Service throughout our meal was professional and personable. The menu featured an exciting confluence of Japanese and Peruvian influences, reminding me at times of the ground-breaking work of Nobuyuki Matsuhisa, whose eponymous Nobu restaurants in the U.S. still set the bar for Peruvian Japanese fine dining, and whose Matsuhisa Restaurant in Los Angeles I had the pleasure of visiting once for a mind-blowing 16-course omakase meal during which I was brought a beer by the famed chef himself.
Everything we tried from the Ancora menu was impeccably prepared and creative to the point where my one quibble – that a dinner special of Branzino (herb-stuffed, whole-cooked fish) came with no sides and required a $14 add-on of truffled mashed potatoes – seems trifling.
Then again, perhaps that one trifling complaint is indicative of a bigger challenge that has nagged at me since my meal. You see, in addition to sharing a finely honed Nikkei* culinary approach with the Matsuhisa empire, Ancora also shares another notable attribute: a very hefty price tag. The truth is, I have concluded that as a matter of course I simply would not be able to afford my meal at Ancora again. That Branzino, moist and fragrant, cooked with Nikkei spices and filleted tableside, was already $38. Add $14 for the side of starch and it was a $52 fish dish. My main, a stunning combination of seared scallops and pork belly with squid ink tagliatelle and pork crackling, was $40.

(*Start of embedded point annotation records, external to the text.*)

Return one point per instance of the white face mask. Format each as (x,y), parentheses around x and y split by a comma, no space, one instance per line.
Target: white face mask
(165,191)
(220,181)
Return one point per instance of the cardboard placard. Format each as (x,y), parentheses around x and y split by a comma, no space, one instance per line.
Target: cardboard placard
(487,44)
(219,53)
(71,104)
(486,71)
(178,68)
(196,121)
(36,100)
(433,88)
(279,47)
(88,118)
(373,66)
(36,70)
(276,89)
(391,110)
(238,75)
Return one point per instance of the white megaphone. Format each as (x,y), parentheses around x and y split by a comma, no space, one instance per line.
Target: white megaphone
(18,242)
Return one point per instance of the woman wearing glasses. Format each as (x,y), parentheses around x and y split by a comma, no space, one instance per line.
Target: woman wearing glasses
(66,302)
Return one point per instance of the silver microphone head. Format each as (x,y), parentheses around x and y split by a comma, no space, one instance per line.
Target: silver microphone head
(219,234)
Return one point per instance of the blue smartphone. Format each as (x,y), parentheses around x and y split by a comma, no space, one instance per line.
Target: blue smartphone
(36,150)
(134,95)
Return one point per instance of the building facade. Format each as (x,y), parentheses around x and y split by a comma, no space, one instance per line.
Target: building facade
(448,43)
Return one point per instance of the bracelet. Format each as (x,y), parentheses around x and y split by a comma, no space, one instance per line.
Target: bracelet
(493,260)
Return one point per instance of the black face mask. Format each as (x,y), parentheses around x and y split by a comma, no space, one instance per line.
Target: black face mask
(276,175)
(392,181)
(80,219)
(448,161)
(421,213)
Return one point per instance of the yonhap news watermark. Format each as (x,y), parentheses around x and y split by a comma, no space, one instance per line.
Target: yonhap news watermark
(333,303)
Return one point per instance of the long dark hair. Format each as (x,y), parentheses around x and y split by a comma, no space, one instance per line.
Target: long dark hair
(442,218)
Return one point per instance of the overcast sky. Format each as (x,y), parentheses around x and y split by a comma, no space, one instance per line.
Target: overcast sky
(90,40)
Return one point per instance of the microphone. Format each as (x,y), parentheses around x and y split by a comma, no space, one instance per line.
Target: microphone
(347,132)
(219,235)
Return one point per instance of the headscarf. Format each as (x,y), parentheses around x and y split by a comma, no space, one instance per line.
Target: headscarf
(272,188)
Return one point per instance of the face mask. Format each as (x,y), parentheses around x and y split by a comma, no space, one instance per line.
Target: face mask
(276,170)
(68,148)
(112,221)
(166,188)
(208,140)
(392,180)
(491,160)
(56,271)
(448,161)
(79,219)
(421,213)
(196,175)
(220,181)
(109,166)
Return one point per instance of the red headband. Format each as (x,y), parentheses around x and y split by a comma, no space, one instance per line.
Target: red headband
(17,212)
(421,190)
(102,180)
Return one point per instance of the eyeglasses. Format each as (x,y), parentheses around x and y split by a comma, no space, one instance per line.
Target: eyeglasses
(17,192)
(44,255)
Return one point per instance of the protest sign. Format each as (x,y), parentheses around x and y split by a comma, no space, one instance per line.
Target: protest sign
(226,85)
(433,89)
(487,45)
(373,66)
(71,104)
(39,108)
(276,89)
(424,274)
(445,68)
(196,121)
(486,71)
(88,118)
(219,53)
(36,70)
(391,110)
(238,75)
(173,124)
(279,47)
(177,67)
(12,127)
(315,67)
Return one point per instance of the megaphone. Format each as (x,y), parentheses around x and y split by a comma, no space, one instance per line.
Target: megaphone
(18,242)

Now look, the easy counterargument here is that one could choose lower priced items from the menu (there were a handful), or maybe proceed straight to mains, skip cocktails and dessert, order a couple glasses of wine rather than a bottle, and one would end up with a less daunting bill at the end of the meal.
Gil could have chosen charred broccoli for $9 instead of mashed potatoes. That may well be the way to do it. From the perspective of this reviewer, however, a restaurant like Ancora specializes in a certain type of nuanced, multi-layered dining experience, one that begins with the practiced greeting of the host, picks up steam as the guest takes in the décor, finds momentum through a clever aperitif to whet the palate as the guest listens to a seasoned server describe the night’s specials, then knocks it out of the park with a thoughtful sampling of the menu. Hell, the menu is even laid out this way: oysters and caviar are described on the left panel, the extensive raw bar offerings appear in the middle section, appetizers occupy the top right panel, and mains and add-on sides round out the rest.
A cocktail list and a dessert menu bookend the selection process, while a wine list sits confidently on the table throughout, strategically placed between the lovely, bulbous stemware with which each table is pre-set.
I know how this works. I used to do this for a living and my friend Gil still does. If I train my eyes properly I can actually perceive a bold line that begins on the cocktail menu and terminates on the dessert wine list, weaving a path through the dining wilderness like a highlighted map.
Not being one to ignore such familiar cues, I followed that line and began the meal with a wasabi-infused Margherita ($17) served in a black sesame and salt-rimmed glass. Gil followed suit with a Pisco Sour ($15). We ordered a dozen oysters ($54!) – six delicate, buttery Kusshi and six meatier, more metallic and mineral-forward Chef’s Creek – along with a glass each of crisp and bracing New Zealand Sauvignon Blanc ($14.50 per glass). The oysters were pristinely fresh and accompanied by lemon, grated horseradish and a basic mignonette.
From the raw bar menu, which is replete with tempting creations from sashimi and ceviche to signature Peruvian causas (elegant little towers of fresh ingredients bound together by potato) we chose two pieces each of ultra-fresh local uni (sea urchin roe), served simply as nigiri, which is to say perched atop a round of rice and nori ($5 each). The urchin was glorious, lushly creamy and bursting with briny ocean goodness as it disintegrated on the tongue.
Gil and I shared an appetizer of Shrimp and Nova Scotia Lobster Risotto, recommended highly by our server, and thoroughly enjoyed the richness of the preserved lemon and thyme-lifted rice and the unusual addition of toasted hazelnuts, as well, of course, as the succulent medallions of lobster. I would not describe this as a particularly generous dish, but at $24 it was reasonable value for the two of us.
Our server applauded us for our sensible wine choice, remarking on the exceptional quality-to-price proposition of our $66 bottle of Meyer Pinot Noir (definitely among the lower priced bottles on the menu), a B.C. gem of a pinot, which I selected as a suitably weighted red to pair with my aforementioned scallop and pork belly dish, which was, it must be said, extraordinary. Gil had a bite of my squid ink tagliatelle and lamented not having a portion of that alongside his naked fish, while I was taken by the exceptional balance of the plate, which also included two impressive wedges of earthy matsutake mushroom and a delicious Hong Kong influenced XO sauce.
Dessert and a glass each of dessert wine followed. A plate of Spiced Picarone (puffy, chewy balls of fried dough, $12) were outstanding, dripping with spice-laden syrup and melting ice cream of lacuma (a Peruvian mango-like fruit). Gil’s Carrot Cake ($12) was a wonder of deconstructed plating elegance and featured a delicious dollop of tangy buttermilk ice cream. Paired with delicious but thoroughly unnecessary dessert wines, Tokaji from Hungary and Sauvignon Blanc from South Africa, $18 and $16 respectively, the meal came to an indulgent end.
I am certain that the Ancora dining experience can be scaled back to be somewhat more accessible, but even at its most humble, this is a high-end restaurant, one that solidifies my appreciation for the rarefied privilege of being able to review the odd place like this for this column.
For those of you who weren’t doing the math as you read along, our meal was over $400 before gratuity.
Ancora Ambleside 1351 Bellevue Avenue, West Vancouver. Ancoradining.com. 604-926-0287.
*Nikkei is a broad term commonly applied to Japanese influences abroad, like the cuisine of a Japanese expatriate or emigrant who is no longer a citizen of Japan.